Split user inputted string to char array

Implementing this function was harder than I thought and I have failed miserably.

Don't be so hard on yourself... you're learning. We learn to program mainly through our mistakes :-)

I don't want pointers, just a basic char array containing strings.

Ah, so, there's your problem: Will it be an array of characters, or an array of strings?

A string in C is a pointer to a sequence of characters in memory ending with a \0.

An "array of strings" is an array of pointers!

What you could do is:

1. Read your line into a proper array of characters.
2. Place '\0' at appropriate places in this array, to indicate the end of line components.
3. Have a second array, e.g. const char * array_of_fields[4], whose elements are strings.

or

3. Have a struct { const char* description, month, day, hour; }

and then

4. Set the elements of the second array, or the elements of the struct, to point to the appropriate positions within the character array.
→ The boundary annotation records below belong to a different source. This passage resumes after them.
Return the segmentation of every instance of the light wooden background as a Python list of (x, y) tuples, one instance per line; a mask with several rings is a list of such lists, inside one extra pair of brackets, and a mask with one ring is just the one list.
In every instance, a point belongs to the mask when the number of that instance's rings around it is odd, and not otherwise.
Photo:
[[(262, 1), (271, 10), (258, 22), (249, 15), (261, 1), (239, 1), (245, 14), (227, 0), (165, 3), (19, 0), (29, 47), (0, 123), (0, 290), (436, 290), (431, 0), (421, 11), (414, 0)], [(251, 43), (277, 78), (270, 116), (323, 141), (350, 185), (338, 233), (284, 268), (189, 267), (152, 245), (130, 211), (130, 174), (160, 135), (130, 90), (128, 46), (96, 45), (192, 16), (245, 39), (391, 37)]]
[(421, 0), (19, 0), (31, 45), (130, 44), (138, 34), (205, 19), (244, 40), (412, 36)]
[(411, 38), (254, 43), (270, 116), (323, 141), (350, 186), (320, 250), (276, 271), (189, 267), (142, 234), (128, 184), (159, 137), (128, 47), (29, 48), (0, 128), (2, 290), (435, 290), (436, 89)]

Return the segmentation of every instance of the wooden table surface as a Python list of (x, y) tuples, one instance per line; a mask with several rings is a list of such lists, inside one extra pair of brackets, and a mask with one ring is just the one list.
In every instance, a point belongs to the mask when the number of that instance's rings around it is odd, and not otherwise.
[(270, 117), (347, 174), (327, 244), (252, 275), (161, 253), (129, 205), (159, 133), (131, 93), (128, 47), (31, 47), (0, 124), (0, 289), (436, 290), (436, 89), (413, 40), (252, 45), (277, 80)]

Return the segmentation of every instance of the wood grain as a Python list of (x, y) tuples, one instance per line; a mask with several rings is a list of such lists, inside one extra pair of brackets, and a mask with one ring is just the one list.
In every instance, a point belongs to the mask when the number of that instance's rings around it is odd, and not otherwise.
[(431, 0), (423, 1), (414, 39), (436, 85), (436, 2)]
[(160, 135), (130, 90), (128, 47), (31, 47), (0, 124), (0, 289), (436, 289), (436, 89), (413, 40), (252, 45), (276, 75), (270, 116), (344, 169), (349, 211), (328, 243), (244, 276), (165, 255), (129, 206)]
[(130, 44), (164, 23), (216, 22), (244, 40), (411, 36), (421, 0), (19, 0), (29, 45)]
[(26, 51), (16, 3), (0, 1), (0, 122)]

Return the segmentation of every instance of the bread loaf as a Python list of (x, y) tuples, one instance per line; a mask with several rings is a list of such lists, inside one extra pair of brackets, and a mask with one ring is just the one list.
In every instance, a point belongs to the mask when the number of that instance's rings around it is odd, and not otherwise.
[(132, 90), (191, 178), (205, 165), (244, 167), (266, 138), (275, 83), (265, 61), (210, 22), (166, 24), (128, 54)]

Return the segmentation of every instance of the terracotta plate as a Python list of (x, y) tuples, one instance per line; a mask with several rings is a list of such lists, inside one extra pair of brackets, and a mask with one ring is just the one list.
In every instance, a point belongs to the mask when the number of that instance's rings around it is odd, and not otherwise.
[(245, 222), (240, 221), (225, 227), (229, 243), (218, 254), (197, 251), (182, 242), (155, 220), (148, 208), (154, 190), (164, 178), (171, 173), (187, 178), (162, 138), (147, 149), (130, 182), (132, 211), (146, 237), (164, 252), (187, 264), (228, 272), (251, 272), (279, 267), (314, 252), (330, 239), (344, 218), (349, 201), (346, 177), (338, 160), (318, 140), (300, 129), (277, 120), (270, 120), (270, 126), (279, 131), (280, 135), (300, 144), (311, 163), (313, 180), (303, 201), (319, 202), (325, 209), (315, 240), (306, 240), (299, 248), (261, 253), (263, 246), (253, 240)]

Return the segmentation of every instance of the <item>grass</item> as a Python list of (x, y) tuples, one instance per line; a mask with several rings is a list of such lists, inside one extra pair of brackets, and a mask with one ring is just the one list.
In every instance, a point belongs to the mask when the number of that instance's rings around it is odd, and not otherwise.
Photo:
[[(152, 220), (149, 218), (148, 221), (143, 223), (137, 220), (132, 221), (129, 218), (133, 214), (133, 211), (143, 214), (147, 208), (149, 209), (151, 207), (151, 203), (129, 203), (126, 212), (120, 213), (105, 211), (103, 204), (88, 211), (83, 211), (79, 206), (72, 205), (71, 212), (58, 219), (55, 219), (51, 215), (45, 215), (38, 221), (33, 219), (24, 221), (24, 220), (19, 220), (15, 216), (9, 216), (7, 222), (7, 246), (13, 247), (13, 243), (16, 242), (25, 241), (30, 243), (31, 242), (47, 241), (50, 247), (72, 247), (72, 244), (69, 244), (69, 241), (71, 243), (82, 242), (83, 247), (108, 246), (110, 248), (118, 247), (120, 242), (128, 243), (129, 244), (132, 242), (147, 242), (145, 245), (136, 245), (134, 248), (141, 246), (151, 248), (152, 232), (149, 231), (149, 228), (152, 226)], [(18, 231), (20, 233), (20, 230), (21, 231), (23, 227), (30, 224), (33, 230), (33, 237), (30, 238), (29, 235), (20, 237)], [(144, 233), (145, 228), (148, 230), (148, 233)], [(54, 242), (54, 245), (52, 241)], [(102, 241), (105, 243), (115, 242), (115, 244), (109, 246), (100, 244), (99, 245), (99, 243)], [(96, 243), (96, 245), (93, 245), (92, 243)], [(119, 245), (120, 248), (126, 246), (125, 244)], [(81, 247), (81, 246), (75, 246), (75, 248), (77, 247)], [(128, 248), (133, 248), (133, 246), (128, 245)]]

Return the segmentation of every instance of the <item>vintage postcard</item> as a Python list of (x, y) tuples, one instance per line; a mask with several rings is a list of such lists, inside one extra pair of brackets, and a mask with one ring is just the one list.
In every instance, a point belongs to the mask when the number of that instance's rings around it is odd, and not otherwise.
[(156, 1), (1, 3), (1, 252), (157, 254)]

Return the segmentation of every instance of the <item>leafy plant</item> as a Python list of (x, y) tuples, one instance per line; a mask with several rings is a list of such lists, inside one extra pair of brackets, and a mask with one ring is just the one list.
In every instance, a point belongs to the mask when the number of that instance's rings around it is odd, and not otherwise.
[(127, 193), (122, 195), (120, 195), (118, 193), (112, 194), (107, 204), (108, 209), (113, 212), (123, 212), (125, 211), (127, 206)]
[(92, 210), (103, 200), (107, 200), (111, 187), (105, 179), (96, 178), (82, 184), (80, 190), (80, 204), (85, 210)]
Use fgets(str, strlen(str), stdin) to read in your string. The next step is is to parse the string. As your input consist of a variable description followed by a somewhat variable date time format. The way to parse is to start at the end to find the separator sep between description and month which would be the 3rd last space (n = 2). You now know whatever is before sep is "A " prefix and description, and everything after is the date time. You can use strptime(3) to parse the date time:

#define _POSIX_C_SOURCE 200809L
#define _XOPEN_SOURCE
#include <stdio.h>
#include <stdlib.h>
#include <string.h>
#include <time.h>

int rindexn(const char *s, char c, size_t n) {
    int i = strlen(s);
    if(!i) return -1;
    for(i--; i >= 0; i--) {
        if(s[i] == c) {
            if(!n) break;
            n--;
        }
    }
    return i >= 0 ? i : -1;
}

int main() {
    const char *str = "A dentist 4 20 10";

    // parse
    if(!strncmp(str, "A ", 2)) {
        printf("A space prefix missing");
        return 1;
    }
    int sep = rindexn(str, ' ', 2);
    if(sep == -1) {
        printf("sep not found\n");
        return 1;
    }
    struct tm tm;
    char *end = strptime(str + sep + 1, "%m %d %H", &tm);
    if(!end) {
        pritnf("cannot parse date time\n");
        return 1;
    } else if(*end) {
        printf("extra data after hour\n");
        return 1;
    }

    // convert to whatever format you decide
    printf("description = \"%.*s\", month = %d, day = %d, hour = %d",
        (int) sep - 2, str + 2, tm.tm_mon, tm.tm_mday, tm.tm_hour);
}

which gives the following output:

description = "dentist", month = 3, day = 20, hour = 10